Emergency funds are arguably the ground floor of healthy finances. At least, it’s on the first floor 2 story house. Or something. They afford you *time* to recover from or find a permanent solution to an emergency or a major change in your life, as well as security in knowing that if times get difficult, you can take a breather without having to worry about money.

You may be confused by typical recommendations, which say something like keep [3-12] months of expenses in [checking, savings, investments, credit] account and [do/do not] use it for infrequent but somewhat predictable expenses like car maintenance, sinking funds (i.e. saving for a house downpayment), annual doctor’s visits, taxes (oh, geez), etc.

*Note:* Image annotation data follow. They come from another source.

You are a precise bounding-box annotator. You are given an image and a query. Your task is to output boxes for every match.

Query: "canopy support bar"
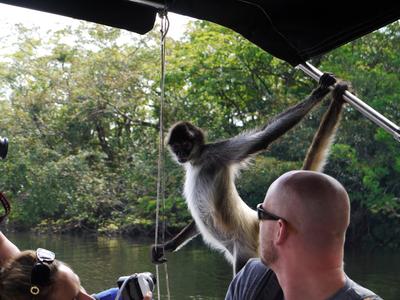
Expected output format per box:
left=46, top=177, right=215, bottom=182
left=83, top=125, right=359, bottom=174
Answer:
left=296, top=62, right=400, bottom=142
left=128, top=0, right=167, bottom=9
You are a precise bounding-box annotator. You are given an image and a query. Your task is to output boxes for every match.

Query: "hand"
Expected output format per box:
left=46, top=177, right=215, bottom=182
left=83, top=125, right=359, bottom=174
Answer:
left=143, top=292, right=153, bottom=300
left=319, top=73, right=336, bottom=89
left=151, top=245, right=167, bottom=264
left=332, top=81, right=349, bottom=101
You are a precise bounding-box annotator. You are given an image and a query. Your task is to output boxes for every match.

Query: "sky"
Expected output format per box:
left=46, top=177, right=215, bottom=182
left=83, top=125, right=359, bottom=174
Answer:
left=0, top=0, right=193, bottom=39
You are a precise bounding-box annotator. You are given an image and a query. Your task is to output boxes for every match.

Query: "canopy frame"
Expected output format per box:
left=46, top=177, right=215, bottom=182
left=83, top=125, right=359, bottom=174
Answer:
left=296, top=62, right=400, bottom=142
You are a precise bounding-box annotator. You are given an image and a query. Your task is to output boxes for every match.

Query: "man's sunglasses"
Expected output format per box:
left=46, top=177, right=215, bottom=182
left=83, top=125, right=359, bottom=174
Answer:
left=257, top=203, right=285, bottom=221
left=30, top=248, right=56, bottom=296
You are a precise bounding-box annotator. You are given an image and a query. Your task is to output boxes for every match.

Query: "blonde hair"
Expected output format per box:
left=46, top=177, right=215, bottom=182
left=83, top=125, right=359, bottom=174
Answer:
left=0, top=250, right=59, bottom=300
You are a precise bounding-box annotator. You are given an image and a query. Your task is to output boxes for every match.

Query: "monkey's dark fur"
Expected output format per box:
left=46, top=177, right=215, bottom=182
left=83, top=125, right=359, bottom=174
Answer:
left=152, top=74, right=347, bottom=272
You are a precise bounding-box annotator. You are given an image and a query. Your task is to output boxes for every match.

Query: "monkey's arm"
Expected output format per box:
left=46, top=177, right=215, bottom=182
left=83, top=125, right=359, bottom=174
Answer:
left=151, top=221, right=200, bottom=264
left=216, top=73, right=336, bottom=162
left=302, top=82, right=347, bottom=172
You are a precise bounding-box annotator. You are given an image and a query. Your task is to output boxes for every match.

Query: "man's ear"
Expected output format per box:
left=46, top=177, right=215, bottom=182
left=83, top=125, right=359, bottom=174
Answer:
left=275, top=219, right=289, bottom=245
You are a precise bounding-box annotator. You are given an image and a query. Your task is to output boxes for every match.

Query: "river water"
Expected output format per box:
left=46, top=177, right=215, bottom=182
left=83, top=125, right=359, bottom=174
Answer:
left=7, top=233, right=400, bottom=300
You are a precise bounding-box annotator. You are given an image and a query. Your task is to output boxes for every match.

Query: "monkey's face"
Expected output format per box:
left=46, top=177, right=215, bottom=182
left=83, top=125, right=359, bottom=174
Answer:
left=167, top=122, right=204, bottom=164
left=170, top=140, right=193, bottom=164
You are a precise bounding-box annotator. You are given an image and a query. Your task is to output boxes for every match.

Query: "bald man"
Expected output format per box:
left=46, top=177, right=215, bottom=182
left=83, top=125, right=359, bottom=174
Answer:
left=225, top=171, right=381, bottom=300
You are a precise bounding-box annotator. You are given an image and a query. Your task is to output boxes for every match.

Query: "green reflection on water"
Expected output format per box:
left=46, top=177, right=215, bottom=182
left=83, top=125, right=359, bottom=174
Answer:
left=7, top=233, right=400, bottom=300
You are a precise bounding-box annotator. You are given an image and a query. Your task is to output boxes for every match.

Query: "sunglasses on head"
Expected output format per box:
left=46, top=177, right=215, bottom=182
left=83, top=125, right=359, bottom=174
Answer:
left=257, top=203, right=285, bottom=221
left=30, top=248, right=56, bottom=296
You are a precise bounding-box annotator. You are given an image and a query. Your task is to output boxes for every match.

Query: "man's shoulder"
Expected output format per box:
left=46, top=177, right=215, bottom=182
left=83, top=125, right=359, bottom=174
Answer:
left=225, top=259, right=283, bottom=300
left=329, top=277, right=382, bottom=300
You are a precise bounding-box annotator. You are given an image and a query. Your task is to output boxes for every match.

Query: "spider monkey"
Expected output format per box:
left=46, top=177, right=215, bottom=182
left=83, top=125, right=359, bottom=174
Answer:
left=151, top=73, right=347, bottom=274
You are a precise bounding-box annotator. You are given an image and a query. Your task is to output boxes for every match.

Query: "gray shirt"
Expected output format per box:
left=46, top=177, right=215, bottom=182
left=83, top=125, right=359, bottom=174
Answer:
left=225, top=259, right=382, bottom=300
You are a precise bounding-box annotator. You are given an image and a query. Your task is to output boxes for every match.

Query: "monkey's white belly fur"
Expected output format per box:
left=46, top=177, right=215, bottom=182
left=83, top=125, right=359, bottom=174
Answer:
left=184, top=164, right=258, bottom=264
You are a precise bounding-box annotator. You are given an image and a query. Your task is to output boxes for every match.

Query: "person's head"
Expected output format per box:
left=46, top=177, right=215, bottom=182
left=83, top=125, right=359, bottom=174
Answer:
left=0, top=250, right=93, bottom=300
left=258, top=171, right=350, bottom=268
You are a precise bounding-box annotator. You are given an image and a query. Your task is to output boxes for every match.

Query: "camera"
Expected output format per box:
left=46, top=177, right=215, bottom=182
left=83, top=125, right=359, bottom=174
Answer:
left=117, top=272, right=156, bottom=300
left=92, top=272, right=156, bottom=300
left=0, top=137, right=8, bottom=159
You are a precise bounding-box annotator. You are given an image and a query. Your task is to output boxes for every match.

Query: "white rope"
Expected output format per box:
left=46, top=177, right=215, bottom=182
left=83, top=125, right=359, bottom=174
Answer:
left=154, top=10, right=171, bottom=300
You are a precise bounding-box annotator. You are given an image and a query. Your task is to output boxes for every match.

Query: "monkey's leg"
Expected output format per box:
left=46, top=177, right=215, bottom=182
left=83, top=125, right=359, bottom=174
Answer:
left=302, top=82, right=348, bottom=172
left=151, top=221, right=200, bottom=264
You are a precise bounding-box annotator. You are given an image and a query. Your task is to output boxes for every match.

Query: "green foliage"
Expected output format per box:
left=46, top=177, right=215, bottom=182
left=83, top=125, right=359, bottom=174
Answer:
left=0, top=21, right=400, bottom=247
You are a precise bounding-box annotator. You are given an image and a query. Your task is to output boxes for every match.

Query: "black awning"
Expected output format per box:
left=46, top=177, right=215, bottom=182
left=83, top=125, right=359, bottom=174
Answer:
left=0, top=0, right=400, bottom=65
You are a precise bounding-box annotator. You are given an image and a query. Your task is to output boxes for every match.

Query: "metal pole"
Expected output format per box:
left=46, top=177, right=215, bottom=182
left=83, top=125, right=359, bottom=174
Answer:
left=128, top=0, right=167, bottom=9
left=297, top=62, right=400, bottom=142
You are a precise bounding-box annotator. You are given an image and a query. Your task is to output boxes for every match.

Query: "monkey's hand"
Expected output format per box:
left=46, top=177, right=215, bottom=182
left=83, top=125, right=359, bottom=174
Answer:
left=319, top=73, right=336, bottom=90
left=151, top=245, right=167, bottom=264
left=332, top=81, right=349, bottom=103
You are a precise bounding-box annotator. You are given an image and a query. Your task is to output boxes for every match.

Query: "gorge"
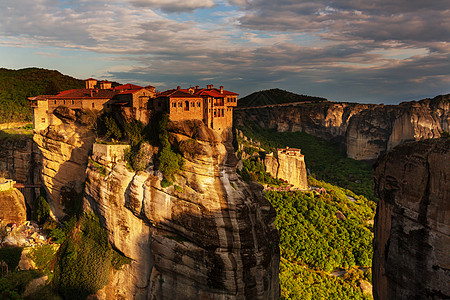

All these options are perfectly valid and depend on your situation. Let’s explore what factors you may want to consider when establishing your emergency fund.

AMOUNT

What sort of emergency are you preparing for, and how much would it take to help you solve or recover from it? The amount you keep could be dependent on a number of months worth of expenses or on a total value that you could see yourself needing in an emergency. For instance, if you have a very stable stream of income and support, and you know you could figure things out quickly in a time of true emergency, 1 month of expenses might honestly be enough. If you have less predictable income, you would want to keep enough on hand to get you through lean times, so maybe 6 months makes sense. Maybe your biggest concern is healthcare costs or having to book a last minute flight for a family emergency, so you keep on hand the amount that would cost – which may even double as or be in addition to, say, a “3 month’s expenses” emergency fund.

LOCATION

Preferred location of the fund is based on how quickly you would need liquidity, and how much risk you want your emergency fund to be exposed to. You should also be considering whether or not you want to split your fund over multiple types of accounts. I think it makes sense in a lot of scenarios to put 1 month of expenses in a checking account to prevent accidentally overdrawing your account, another 2-6 months in a savings account for short term emergencies, and keep another 6 months in a brokerage or Roth “retirement” account for longer or larger emergencies. People who are very financially secure (say, with plenty of investments and owning equity in a home) sometimes even treat their Home Equity Line of Credit (HELOC) as an emergency fund, knowing and accepting the risk of liquifying investments if an emergency arises.

PURPOSE

This section is more about semantics than anything. What counts as an emergency? If you keep both your fund for truly unpredictable emergencies in the same savings account as you keep your growing downpayment for a house, do you consider it all your “emergency fund”?

Honestly, who cares? If you’re happy with your plan, I’m happy. So what’s your plan?